By Natasha Netzorg and Izzy Tice
On October 18, 2021, Dr. Robin Feuer Miller delivered the third lecture in the Havighurst Center Fall Colloquium Series, Dostoevsky at 200. Miller, Edytha Macy Gross Professor of Humanities at Brandeis University and is a scholar in Russian and Comparative Literature, entitled her talk “Dostoevsky Writ Small”. The lecture focused on themes of symbolism, animals, love, and the devil within two of Fyodor Dostoevsky’s renowned novels, The Idiot and The Brothers Karamazov. Although students in the colloquium class had read and discussed both novels extensively before the lecture, Miller presented many new ideas and approaches to analyzing these works, some of which were surprising and inspiring. Especially interesting in Miller’s research is her focus on the minutiae of literature, and the otherwise seemingly irrelevant details she describes as intentionally chosen and written into each story.
Dr. Miller’s argument focused on the small details that Dostoevsky includes in his novels such as children, animals, “funny” digressions, and all the tiny things in between. The small details are outlined even in Dostoevsky’s notebooks, exemplified by a comment that the idea of a “burned finger” was in his head when he began The Idiot. One of the central ideas that Miller presented was the recurring imagery and inclusion of animals in The Idiot, and why Dostoevsky chose each animal for their respective roles. Miller jumped to the end of The Idiot and cited the description of the “buzzing fly” around the corpse of Nastasya Filippovna and pointed out that within the text, these small creatures are meant to play an intricate role. Ippolit speaks of the fly that is “a participant” while he alone is “an outcast.” Prince Myshkin finds that he is recalling Ippolit’s words while at the green bench.

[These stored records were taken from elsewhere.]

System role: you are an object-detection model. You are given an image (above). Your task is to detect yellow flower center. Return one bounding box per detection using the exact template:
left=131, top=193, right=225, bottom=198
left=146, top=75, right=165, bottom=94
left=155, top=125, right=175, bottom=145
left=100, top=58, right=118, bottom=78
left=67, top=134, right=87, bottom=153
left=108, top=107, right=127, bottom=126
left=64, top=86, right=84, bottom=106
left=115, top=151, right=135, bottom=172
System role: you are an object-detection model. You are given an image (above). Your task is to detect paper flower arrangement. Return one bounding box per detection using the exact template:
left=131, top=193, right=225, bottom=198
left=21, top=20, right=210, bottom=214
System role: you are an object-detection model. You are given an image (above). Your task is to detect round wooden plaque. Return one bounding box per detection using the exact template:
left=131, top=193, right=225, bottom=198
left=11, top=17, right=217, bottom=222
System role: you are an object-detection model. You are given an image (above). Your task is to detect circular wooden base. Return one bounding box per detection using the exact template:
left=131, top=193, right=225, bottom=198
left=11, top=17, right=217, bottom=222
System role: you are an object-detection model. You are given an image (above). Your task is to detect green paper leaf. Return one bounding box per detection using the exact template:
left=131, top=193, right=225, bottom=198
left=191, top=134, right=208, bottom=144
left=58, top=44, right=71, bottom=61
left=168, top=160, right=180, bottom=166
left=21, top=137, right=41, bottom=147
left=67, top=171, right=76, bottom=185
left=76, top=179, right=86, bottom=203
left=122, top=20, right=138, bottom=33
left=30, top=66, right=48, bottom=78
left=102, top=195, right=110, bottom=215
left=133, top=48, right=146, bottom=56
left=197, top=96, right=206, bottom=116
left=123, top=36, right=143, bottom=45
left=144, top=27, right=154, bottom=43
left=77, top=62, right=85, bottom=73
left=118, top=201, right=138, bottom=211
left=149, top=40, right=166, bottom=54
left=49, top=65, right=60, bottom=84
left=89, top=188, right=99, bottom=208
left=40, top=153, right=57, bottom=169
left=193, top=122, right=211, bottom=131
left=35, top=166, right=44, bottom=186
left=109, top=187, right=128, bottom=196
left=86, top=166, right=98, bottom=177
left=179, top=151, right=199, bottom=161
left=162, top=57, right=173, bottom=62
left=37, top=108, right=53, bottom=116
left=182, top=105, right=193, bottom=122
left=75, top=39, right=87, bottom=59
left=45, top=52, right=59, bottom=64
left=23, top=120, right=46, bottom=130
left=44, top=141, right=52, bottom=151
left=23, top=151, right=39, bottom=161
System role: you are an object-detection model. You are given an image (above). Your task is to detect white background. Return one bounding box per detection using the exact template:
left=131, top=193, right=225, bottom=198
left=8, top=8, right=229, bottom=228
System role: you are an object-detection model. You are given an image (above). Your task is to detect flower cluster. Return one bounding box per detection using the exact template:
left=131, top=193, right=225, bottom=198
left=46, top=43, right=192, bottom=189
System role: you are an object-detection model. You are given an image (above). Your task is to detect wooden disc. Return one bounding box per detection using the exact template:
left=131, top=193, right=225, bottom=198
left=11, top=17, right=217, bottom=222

Myshkin comes to the conclusion that Ippolit’s words were not his own but rather Myshkin’s that Ippolit had taken from his “words and tears at the time.” The fly perceived as a lively surrogate in place of Myshkin and Ippolit is not the only role it can take on. On a basis that is much easier to recognize for most, the fly can take on the role of death. Miller returns to the solemn scene of Nastasya Flippovna “flanked” by Rogozhin and Prince Myshkin. The analysis of her visage, soon followed by the fly which “settled on the pillow” and broke the tangible silence is easy to follow. Miller quotes that it “comes to stand in its sinister abundance of life” present there for Nastasya’s lack of life, and that “life stands for death by means of the fly.”

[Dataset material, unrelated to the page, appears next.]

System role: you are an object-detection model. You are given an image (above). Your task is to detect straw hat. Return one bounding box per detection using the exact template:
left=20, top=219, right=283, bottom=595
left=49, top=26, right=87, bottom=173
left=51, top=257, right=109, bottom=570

Another example Miller concentrates on is the appearance of a hedgehog in The Idiot. The hedgehog stands to break from the “looming tragedy” and returns the mood to “everyday life of the ordinary” and much like the donkey, it “serves as [an] agent that restores balance.” It is a way of “communication without words” much like the fly. While it is never made clear by the “increasingly unreliable narrator,” as Miller claims, there are hints that it represented a duality of forgiveness and a “throwing of the gauntlet” from Aglaya to Prince Myshkin, as well as embodying Myshkin’s double thoughts and acting as a Hermeneutic parable.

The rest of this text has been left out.